Hetq souligne par ailleurs les difficultés rencontrées pour obtenir le versement des indemnisations. Dans l’affaire Ghazaryan et Bayramyan, les autorités azerbaïdjanaises avaient indiqué en décembre 2024 que l’indemnisation serait versée prochainement, mais aucune mesure n’a suivi. Dans l’affaire Saribekyan et Baliyan, Ara Ghazaryan affirme avoir transmis toutes les informations nécessaires au représentant de l’Azerbaïdjan auprès de la CEDH, sans recevoir de réponse.

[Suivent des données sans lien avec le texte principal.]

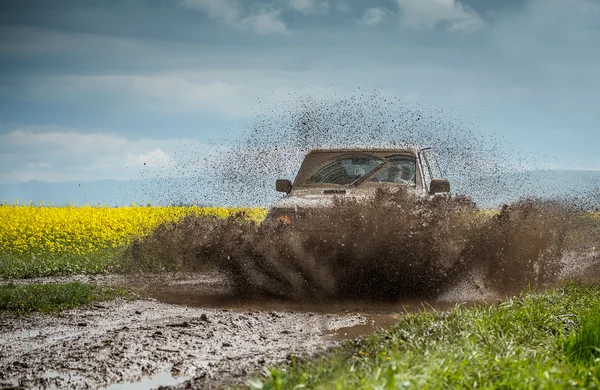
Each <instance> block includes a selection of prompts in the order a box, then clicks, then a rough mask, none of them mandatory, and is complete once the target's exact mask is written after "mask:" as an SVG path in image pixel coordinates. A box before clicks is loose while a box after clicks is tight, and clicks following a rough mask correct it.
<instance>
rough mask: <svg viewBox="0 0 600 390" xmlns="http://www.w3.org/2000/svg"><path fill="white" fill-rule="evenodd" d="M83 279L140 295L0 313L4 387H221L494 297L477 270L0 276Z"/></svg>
mask: <svg viewBox="0 0 600 390" xmlns="http://www.w3.org/2000/svg"><path fill="white" fill-rule="evenodd" d="M562 263H563V265H564V267H563V268H562V269H563V272H562V274H561V277H560V279H563V280H564V279H580V280H583V281H585V279H586V278H582V276H586V275H587V276H588V277H590V275H592V274H594V275H593V279H594V280H597V276H598V275H597V273H598V272H591V271H592V270H595V271H597V270H598V269H600V267H599V266H598V265H599V264H600V258H599V257H598V254H597V253H596V252H593V253H590V254H588V255H587V256H584V257H582V256H580V255H579V256H576V255H571V256H569V255H567V256H564V257H563V259H562ZM70 281H80V282H85V283H92V284H99V285H104V286H115V287H126V288H128V289H131V290H133V291H137V292H140V293H141V296H144V297H145V298H143V299H137V300H133V301H125V300H122V299H118V300H115V301H113V302H103V303H96V304H92V305H88V306H86V307H82V308H79V309H75V310H69V311H65V312H63V313H61V314H58V315H42V314H34V315H29V316H19V317H16V316H14V315H12V314H10V313H0V389H4V388H73V389H75V388H106V389H123V388H127V389H130V388H133V389H150V388H157V387H159V386H171V387H182V388H186V387H187V388H189V387H192V388H220V387H222V385H225V384H232V383H243V382H244V381H246V380H247V379H248V378H249V377H250V376H252V375H253V374H256V373H257V372H260V371H261V369H262V368H263V367H264V366H266V365H271V364H274V363H277V362H285V361H286V359H288V358H289V357H290V356H291V355H295V356H302V355H311V354H314V353H316V352H318V351H322V350H324V349H327V348H329V347H331V346H334V345H335V344H336V343H339V342H340V341H341V340H344V339H348V338H354V337H359V336H363V335H367V334H371V333H373V332H375V331H377V330H380V329H384V328H388V327H391V326H393V325H394V324H395V323H396V322H397V321H398V319H399V317H400V316H401V315H402V313H404V312H415V311H419V310H423V309H427V310H429V311H431V310H438V311H439V310H449V309H451V308H452V307H453V306H454V305H456V304H457V303H461V304H465V303H467V302H468V303H473V302H478V303H491V302H497V301H498V300H499V299H501V296H499V295H497V294H494V293H491V292H490V290H489V289H488V288H487V287H486V286H485V283H484V281H483V280H482V279H481V278H478V277H477V274H476V273H473V274H471V275H470V277H468V278H465V279H462V280H461V281H460V283H458V284H456V285H454V286H451V287H450V288H448V289H447V290H446V291H445V292H444V293H442V294H441V295H438V296H437V297H436V298H435V299H433V300H428V301H426V302H425V301H419V300H411V301H400V302H395V303H374V302H373V301H370V302H357V301H355V302H343V303H342V302H338V303H331V302H329V303H326V304H318V303H315V302H311V303H308V302H302V301H299V302H284V301H281V300H279V301H278V300H265V299H263V300H256V299H244V297H243V296H239V295H235V294H232V291H233V290H232V286H231V283H230V282H228V279H227V278H226V276H225V275H222V274H219V273H204V274H198V273H196V274H194V273H169V274H166V273H164V274H145V275H138V276H120V275H106V276H74V277H66V278H42V279H30V280H12V281H11V280H4V281H1V282H0V283H3V284H6V283H21V284H22V283H58V282H70Z"/></svg>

Quels moyens de pression contre Bakou ?
Face à l’absence d’exécution de ces décisions, la question des moyens dont dispose le Conseil de l’Europe pour contraindre l’Azerbaïdjan se pose. Ara Ghazaryan rappelle que le Comité des ministres peut adopter des résolutions provisoires et, lorsqu’un État refuse durablement d’exécuter un arrêt définitif, saisir la Cour européenne afin qu’elle détermine s’il a manqué à ses obligations. Une telle décision doit être adoptée à la majorité des deux tiers.
Cette procédure reste toutefois exceptionnelle. Selon Ghazaryan, le Comité des ministres n’y a encore eu recours pour aucun des arrêts concernés dans les affaires opposant l’Arménie à l’Azerbaïdjan.

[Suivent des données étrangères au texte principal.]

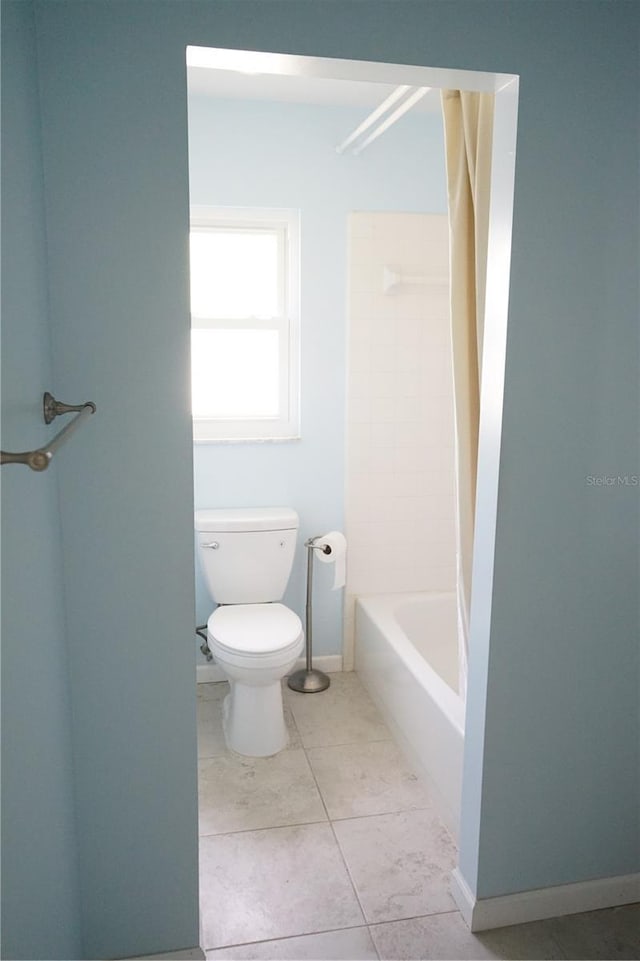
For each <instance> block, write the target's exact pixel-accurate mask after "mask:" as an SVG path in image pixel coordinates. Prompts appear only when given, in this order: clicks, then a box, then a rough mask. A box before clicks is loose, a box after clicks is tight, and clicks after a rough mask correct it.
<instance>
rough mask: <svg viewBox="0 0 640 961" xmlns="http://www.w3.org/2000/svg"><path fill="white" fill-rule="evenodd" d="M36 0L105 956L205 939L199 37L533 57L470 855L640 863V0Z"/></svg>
mask: <svg viewBox="0 0 640 961" xmlns="http://www.w3.org/2000/svg"><path fill="white" fill-rule="evenodd" d="M36 9H37V20H38V32H39V40H40V48H39V49H40V56H41V91H42V110H43V132H44V138H43V146H44V165H45V176H46V184H47V189H46V201H47V210H48V217H49V260H50V271H49V279H50V289H51V318H52V328H53V332H54V341H55V343H54V347H55V350H54V364H55V373H56V388H57V389H58V390H59V391H61V392H62V391H64V393H65V395H68V398H69V399H73V398H77V397H81V398H84V397H88V396H92V397H93V399H95V400H96V402H97V403H98V415H97V417H96V420H95V423H91V425H90V426H91V429H89V428H88V427H87V428H85V433H84V435H83V437H82V439H81V440H80V442H79V443H78V444H75V445H70V446H69V448H68V450H67V456H65V458H64V459H62V460H61V461H60V466H59V475H60V480H61V481H62V484H61V515H62V523H63V531H64V555H65V562H66V563H65V578H66V593H67V601H68V625H69V656H70V663H71V677H72V684H73V717H74V720H73V723H74V734H75V750H76V788H77V791H76V793H77V813H78V839H79V850H80V871H81V875H80V881H81V886H82V892H83V921H84V933H85V948H84V951H85V955H84V956H85V957H98V956H105V957H106V956H114V955H123V954H124V955H126V954H133V953H136V952H141V953H143V952H145V951H152V950H160V949H164V950H169V949H171V948H172V947H176V946H177V945H178V944H192V943H195V941H197V915H196V913H197V891H196V870H197V848H196V809H195V744H194V740H195V738H194V733H195V724H194V711H193V696H194V684H193V680H194V671H193V667H194V657H193V647H192V643H191V638H190V630H191V626H192V619H193V549H192V535H191V524H192V518H191V512H190V509H189V501H190V496H191V490H192V482H193V479H192V472H191V459H192V451H191V444H190V427H189V416H188V296H187V225H188V199H187V156H186V126H187V115H186V79H185V66H184V50H185V46H186V45H187V44H203V45H207V44H208V45H211V46H221V47H224V46H228V47H235V48H248V49H251V48H253V49H264V50H273V51H282V52H295V53H299V54H315V55H322V56H334V57H356V58H359V59H365V60H366V59H371V60H382V61H389V62H394V61H399V62H405V63H414V64H416V63H417V64H426V65H430V66H440V65H445V66H454V67H464V68H469V69H481V70H500V71H506V72H513V73H518V74H520V76H521V87H520V90H521V97H520V113H519V142H518V162H517V172H516V197H515V231H514V257H513V271H512V284H511V298H510V329H509V342H508V351H507V376H506V396H505V423H504V433H503V448H502V472H501V482H500V494H499V505H498V538H497V546H496V580H495V586H494V597H493V621H492V627H491V649H490V653H491V656H490V659H489V661H488V664H487V663H480V662H479V660H478V658H475V661H474V657H473V655H472V659H471V673H472V676H475V677H476V678H477V677H478V676H479V675H480V674H486V675H487V676H486V681H487V701H486V710H485V703H484V701H483V699H482V698H479V697H475V696H474V697H475V700H474V697H472V698H471V699H470V710H472V712H473V714H474V720H475V721H478V720H479V719H484V721H485V723H484V740H483V743H481V744H479V743H478V739H477V737H475V735H474V733H471V732H470V736H469V739H468V748H467V751H468V757H474V758H476V760H477V759H481V760H477V763H476V764H474V765H472V764H468V768H467V779H466V784H465V800H464V804H465V811H464V813H463V817H467V816H470V815H471V814H472V813H473V811H474V810H475V808H477V807H478V806H479V807H480V811H481V814H480V818H479V819H478V830H477V831H471V832H465V831H464V830H463V832H462V850H461V862H462V869H463V872H464V874H465V877H466V879H467V880H468V882H469V884H470V886H471V888H472V890H474V891H475V892H477V893H478V894H479V895H481V896H489V895H494V894H503V893H508V892H512V891H516V890H525V889H528V888H535V887H540V886H545V885H553V884H558V883H562V882H563V881H580V880H584V879H587V878H591V877H596V876H607V875H614V874H623V873H627V872H628V871H630V870H633V869H634V868H635V869H637V868H638V859H637V830H638V821H637V810H638V802H639V798H638V782H637V770H638V768H637V764H638V750H637V749H638V713H637V712H638V691H637V677H638V646H637V641H638V607H637V584H638V538H637V530H638V495H637V490H635V491H634V490H633V489H631V488H622V487H618V488H615V489H613V490H611V489H603V488H595V487H591V486H589V485H587V483H586V480H585V477H586V476H587V475H590V474H596V473H598V472H607V473H610V474H618V473H626V472H634V470H635V472H636V473H637V472H638V463H637V445H638V420H637V418H638V394H637V389H638V387H637V384H638V377H637V374H638V369H637V357H638V353H637V350H638V341H637V336H638V331H637V317H638V286H637V284H638V280H637V251H638V247H637V244H638V219H637V218H638V203H637V201H638V181H637V169H638V147H637V139H636V127H637V107H638V101H637V97H638V89H639V86H640V85H639V83H638V80H639V78H638V49H637V37H638V14H639V10H638V7H637V5H636V4H634V3H627V2H624V0H621V2H618V3H616V4H609V3H600V2H575V3H574V2H568V3H562V4H557V3H546V2H529V0H521V2H519V3H518V4H511V3H502V2H493V0H481V2H475V0H473V2H472V0H469V2H467V0H454V2H450V3H447V4H443V3H440V2H435V0H434V2H432V0H424V2H421V3H415V2H410V0H406V2H405V0H397V2H389V0H370V2H368V3H367V4H366V9H365V8H364V6H363V4H362V3H360V2H357V0H343V2H341V3H334V4H327V3H325V2H315V0H311V2H308V3H304V4H291V3H288V2H280V0H272V2H270V3H268V4H265V3H261V2H252V0H246V2H243V3H241V4H233V3H227V2H217V0H187V2H171V0H166V2H165V0H158V2H154V3H142V2H138V3H135V2H134V3H127V4H122V3H119V2H111V0H96V2H93V3H91V4H87V3H84V2H75V0H61V2H58V3H55V4H51V3H46V2H38V4H37V8H36ZM23 260H24V261H25V262H26V254H24V255H23ZM21 263H22V260H21ZM14 350H15V351H16V353H17V354H18V357H19V351H18V349H17V348H14ZM7 360H8V361H9V362H11V357H10V356H8V357H7ZM12 440H13V438H12ZM5 470H8V468H6V469H5ZM36 480H37V478H36ZM39 480H41V481H42V480H44V478H40V479H39ZM23 483H25V481H23ZM28 503H29V504H30V505H32V504H33V503H34V502H33V499H32V498H29V501H28ZM32 509H33V508H32ZM25 510H26V507H25ZM26 621H27V617H26V612H25V617H24V618H21V623H23V622H24V623H26ZM487 672H488V674H487ZM472 680H473V677H472ZM485 715H486V716H485ZM9 716H10V718H12V719H13V718H18V717H20V707H19V705H16V706H14V708H13V709H12V711H11V712H10V715H9ZM475 730H476V728H475V727H474V732H475ZM474 737H475V740H474ZM62 786H63V788H66V786H67V780H66V779H63V784H62ZM51 794H52V796H53V795H54V794H55V792H51ZM54 800H55V799H54ZM61 864H62V865H63V866H64V865H65V864H68V858H62V859H61ZM68 924H69V931H70V932H71V937H72V936H73V930H72V929H73V925H72V921H71V920H69V922H68Z"/></svg>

Le dossier intervient également dans un contexte de tensions croissantes entre Bakou et le Conseil de l’Europe. Ces dernières années, l’Azerbaïdjan a évoqué à plusieurs reprises la possibilité de quitter l’organisation. Ilham Aliyev l’a encore fait le 13 juillet 2026. Mais selon Ara Ghazaryan, un éventuel retrait ne libérerait pas Bakou de ses obligations concernant les affaires introduites avant la date effective de son départ.
Les relations avec l’Assemblée parlementaire du Conseil de l’Europe (APCE) sont déjà fortement dégradées. En 2024, l’Assemblée avait refusé de ratifier les pouvoirs de la délégation azerbaïdjanaise, invoquant des préoccupations persistantes concernant la démocratie, les droits de l’homme et l’État de droit, notamment l’équité des élections, l’indépendance de la justice, la liberté de la presse et la situation humanitaire au Haut-Karabakh.
L’Azerbaïdjan n’a toutefois pas encore officiellement demandé son retrait du Conseil de l’Europe. Selon Hetq, aucune notification formelle n’a été adressée au secrétaire général de l’organisation.